Parallel Programming Notes
(These notes concern the particulars of the parallel programming and execution environments installed on the SIRAF cluster. Since these are notes and not a tutorial or specifications document, the structure will be free form and subject to continual revisions.)
There are many parallel programming resources available on the Internet; a shortlist will appear at the end of this page. We will focus on specific applications available on SIRAF.

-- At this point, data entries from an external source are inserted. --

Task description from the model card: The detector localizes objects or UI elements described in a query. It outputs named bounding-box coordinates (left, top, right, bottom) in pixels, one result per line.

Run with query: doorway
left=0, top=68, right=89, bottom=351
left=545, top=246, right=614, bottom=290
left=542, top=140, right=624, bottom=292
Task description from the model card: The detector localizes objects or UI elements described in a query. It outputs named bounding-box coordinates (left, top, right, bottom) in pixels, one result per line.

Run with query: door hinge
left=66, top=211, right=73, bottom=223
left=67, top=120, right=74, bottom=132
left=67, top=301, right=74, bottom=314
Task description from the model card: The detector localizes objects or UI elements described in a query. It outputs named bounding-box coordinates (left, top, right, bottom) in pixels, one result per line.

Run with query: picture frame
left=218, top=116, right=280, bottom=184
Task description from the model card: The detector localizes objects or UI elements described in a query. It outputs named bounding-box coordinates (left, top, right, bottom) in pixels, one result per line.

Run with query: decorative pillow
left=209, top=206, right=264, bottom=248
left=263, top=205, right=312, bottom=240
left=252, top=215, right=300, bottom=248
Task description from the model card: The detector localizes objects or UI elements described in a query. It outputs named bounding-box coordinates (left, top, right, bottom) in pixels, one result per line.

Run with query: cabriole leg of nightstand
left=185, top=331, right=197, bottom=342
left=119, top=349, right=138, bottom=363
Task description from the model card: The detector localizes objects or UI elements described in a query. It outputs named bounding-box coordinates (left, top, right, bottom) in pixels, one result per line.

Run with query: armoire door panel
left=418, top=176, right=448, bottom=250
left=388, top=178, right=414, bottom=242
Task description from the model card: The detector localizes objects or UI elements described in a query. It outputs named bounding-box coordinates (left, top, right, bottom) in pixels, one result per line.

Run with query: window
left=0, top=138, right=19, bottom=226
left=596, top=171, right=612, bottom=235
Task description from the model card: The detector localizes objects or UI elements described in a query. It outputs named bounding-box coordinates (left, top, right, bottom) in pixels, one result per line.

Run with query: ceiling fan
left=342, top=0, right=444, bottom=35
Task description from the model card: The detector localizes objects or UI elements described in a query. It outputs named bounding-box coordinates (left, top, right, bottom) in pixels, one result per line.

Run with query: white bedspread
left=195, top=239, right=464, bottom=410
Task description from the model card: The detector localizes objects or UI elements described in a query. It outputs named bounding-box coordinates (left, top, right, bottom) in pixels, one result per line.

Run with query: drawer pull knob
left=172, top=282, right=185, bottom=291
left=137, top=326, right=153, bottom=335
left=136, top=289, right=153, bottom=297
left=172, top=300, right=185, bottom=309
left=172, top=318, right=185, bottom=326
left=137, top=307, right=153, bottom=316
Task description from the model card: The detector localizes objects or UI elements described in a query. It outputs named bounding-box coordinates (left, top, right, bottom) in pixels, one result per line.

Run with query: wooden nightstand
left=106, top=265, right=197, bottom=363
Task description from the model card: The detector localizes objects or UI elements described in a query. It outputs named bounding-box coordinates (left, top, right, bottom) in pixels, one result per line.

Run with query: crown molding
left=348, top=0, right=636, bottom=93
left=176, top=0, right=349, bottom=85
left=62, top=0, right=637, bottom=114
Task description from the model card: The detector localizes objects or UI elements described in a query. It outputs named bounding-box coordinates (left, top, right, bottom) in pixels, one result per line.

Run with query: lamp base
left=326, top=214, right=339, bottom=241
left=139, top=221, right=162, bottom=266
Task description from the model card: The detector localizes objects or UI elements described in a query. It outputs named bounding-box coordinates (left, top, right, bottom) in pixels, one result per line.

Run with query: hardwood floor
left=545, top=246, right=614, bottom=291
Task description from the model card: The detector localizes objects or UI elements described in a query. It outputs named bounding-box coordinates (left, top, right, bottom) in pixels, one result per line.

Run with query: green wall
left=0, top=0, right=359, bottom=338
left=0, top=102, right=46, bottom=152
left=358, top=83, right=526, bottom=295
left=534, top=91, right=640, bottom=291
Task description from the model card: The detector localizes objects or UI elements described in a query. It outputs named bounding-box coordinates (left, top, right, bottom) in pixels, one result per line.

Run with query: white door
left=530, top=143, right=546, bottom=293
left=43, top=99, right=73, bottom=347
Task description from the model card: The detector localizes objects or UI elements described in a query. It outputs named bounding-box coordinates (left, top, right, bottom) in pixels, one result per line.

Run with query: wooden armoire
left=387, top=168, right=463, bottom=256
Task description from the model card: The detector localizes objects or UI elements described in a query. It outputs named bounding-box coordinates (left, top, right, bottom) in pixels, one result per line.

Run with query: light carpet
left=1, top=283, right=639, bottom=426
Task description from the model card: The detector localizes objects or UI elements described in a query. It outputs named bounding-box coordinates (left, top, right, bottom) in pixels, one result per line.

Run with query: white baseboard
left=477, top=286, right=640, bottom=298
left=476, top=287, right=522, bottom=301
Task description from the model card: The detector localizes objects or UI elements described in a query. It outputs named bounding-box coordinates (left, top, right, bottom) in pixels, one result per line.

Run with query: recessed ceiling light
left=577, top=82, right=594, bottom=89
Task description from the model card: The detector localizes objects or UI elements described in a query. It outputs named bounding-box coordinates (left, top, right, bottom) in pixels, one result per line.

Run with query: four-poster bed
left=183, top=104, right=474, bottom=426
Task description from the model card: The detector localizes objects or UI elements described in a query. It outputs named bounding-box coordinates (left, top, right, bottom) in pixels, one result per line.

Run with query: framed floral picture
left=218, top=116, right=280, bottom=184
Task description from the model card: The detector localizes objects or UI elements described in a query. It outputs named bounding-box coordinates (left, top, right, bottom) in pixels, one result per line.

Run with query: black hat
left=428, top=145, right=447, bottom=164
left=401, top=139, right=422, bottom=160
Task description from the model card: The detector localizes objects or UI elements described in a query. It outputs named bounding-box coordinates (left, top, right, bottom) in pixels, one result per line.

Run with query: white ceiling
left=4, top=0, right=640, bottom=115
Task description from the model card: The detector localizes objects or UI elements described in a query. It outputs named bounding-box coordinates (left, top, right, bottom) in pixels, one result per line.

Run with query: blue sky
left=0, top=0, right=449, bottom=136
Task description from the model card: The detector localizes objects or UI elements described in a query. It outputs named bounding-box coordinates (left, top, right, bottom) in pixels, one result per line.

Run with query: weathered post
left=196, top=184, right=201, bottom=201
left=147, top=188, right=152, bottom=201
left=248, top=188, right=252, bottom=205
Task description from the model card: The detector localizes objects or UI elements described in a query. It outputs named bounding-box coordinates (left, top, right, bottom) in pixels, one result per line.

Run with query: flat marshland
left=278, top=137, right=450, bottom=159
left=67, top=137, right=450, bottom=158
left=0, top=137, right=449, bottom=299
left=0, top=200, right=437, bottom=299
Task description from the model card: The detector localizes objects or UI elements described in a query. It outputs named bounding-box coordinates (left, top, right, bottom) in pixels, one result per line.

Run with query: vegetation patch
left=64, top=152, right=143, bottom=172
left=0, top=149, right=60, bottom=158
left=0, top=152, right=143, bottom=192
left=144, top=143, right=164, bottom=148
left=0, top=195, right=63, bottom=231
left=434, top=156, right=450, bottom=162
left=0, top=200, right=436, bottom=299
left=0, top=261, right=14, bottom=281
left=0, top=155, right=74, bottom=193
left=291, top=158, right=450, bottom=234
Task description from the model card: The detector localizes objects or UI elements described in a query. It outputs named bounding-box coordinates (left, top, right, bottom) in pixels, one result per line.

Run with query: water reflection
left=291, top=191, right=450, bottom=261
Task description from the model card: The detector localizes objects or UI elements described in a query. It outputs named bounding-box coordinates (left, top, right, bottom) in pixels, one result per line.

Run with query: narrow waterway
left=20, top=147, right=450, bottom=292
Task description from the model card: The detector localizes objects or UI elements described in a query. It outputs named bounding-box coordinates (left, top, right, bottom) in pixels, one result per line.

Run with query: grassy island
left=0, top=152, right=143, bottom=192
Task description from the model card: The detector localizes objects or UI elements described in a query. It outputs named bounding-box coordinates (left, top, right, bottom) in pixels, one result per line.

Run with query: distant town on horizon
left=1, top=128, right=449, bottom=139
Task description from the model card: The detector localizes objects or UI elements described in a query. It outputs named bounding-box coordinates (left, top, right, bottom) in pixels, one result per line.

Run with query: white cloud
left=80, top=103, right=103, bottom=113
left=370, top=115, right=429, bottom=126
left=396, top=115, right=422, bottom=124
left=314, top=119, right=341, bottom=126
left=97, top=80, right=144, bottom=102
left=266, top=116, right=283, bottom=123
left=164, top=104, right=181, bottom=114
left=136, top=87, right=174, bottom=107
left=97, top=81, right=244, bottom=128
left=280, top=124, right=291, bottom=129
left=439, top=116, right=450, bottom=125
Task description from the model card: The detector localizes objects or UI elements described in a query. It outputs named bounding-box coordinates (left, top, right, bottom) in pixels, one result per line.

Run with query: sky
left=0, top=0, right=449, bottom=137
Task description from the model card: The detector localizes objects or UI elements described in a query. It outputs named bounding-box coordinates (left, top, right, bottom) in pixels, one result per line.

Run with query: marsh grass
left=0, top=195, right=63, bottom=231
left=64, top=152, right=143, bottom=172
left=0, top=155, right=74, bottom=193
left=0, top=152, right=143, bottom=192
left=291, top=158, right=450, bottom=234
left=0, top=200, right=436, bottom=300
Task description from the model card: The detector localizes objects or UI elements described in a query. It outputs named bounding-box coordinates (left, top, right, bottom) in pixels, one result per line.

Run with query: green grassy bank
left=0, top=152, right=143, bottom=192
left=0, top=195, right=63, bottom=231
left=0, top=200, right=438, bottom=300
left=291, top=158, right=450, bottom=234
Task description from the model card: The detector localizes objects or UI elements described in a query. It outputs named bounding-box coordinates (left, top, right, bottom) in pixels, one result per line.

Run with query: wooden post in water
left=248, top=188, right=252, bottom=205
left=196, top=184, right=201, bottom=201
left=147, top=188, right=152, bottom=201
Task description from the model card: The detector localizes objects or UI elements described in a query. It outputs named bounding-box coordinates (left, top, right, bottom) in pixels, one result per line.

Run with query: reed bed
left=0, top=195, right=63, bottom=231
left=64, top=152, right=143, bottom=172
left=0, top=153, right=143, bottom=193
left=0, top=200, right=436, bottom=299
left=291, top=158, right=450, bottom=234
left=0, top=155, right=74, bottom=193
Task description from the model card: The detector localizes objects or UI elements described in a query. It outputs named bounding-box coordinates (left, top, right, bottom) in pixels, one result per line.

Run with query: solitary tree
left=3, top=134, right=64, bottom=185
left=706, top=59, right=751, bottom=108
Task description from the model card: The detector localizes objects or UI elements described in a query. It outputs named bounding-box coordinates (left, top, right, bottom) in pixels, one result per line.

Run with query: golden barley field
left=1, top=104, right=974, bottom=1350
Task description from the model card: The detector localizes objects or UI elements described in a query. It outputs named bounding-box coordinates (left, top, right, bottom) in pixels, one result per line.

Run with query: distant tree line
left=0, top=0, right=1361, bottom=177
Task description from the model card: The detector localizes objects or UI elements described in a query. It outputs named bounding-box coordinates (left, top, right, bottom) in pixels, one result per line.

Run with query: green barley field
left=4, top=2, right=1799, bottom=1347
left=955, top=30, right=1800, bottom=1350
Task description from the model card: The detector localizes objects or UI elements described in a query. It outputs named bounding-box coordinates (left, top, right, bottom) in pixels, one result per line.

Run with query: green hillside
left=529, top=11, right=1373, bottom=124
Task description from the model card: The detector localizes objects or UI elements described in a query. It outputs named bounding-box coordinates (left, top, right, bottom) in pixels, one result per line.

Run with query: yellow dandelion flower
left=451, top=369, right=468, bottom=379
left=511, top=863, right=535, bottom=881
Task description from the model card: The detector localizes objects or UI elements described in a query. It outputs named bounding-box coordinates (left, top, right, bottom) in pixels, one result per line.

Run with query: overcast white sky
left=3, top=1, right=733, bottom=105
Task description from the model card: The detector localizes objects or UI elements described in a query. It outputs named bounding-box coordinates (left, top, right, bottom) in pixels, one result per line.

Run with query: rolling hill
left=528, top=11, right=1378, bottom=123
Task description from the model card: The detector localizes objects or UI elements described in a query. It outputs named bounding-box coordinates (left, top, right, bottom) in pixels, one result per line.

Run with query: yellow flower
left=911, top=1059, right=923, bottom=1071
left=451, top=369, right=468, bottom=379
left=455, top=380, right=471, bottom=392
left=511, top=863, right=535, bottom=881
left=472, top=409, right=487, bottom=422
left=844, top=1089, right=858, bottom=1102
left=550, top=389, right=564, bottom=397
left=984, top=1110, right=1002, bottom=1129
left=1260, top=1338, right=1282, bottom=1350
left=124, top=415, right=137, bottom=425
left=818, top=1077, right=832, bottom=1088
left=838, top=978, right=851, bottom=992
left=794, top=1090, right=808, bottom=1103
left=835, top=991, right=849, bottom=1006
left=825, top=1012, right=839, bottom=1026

Because of the inherent difficulties in parallel programming, in the past many researchers would write serial programs and wait for faster CPUs to achieve increases in performance. However limitations in current semiconductor technologies have forced the major CPU vendors to release products with multiple computation cores instead of a single core at higher clock speeds. Currently Intel and AMD ship four core CPUs, with 8 cores planned for the end of 2009. For the foreseeable future, parallel programming will be the only avenue available to achieve higher levels of performance. The good news is that many scientific problems are highly parallel.
The simplest type of parallel programming is the executing the same program on different sets of data. Sun Grid Engine supports this type of parallelism via array jobs. See page 72 of the Sun Grid Engine 6 User Guide and the Simple Job Array Howto for more details. The job array facility in SGE requires less work - you won't need to manage dozens of jobs, just one - and more efficient: SGE can schedule and assign an array job more efficiently than a human being.
For more complicated types of parallelism, unless you have an interest in parallel algorithms and programming you are better off using parallel applications and libraries implemented by experienced programmers than writing your own. Writing correct parallel code is tricky; since instructions may execute in a different order each time the code is run, debugging problems is non-trivial. Here are some resources available for SIRAF for different types of parallelism.
Instruction Level Parallelism - usually you rely on compiler optimization to ferret out parallelism in your code. You can help the optimizer by writing code which is easy for it to analyze (ref.). The installed GNU compilers are adequate optimizing compilers, however greater performance may be possible by using the Intel, Portland Group or Pathscale commercial compilers.
For some data parallel algorithms such as FFTs and neural networks which do not require 64-bit precision. the instruction level parallelism of a GPU is far greater than that of a general purpose CPU.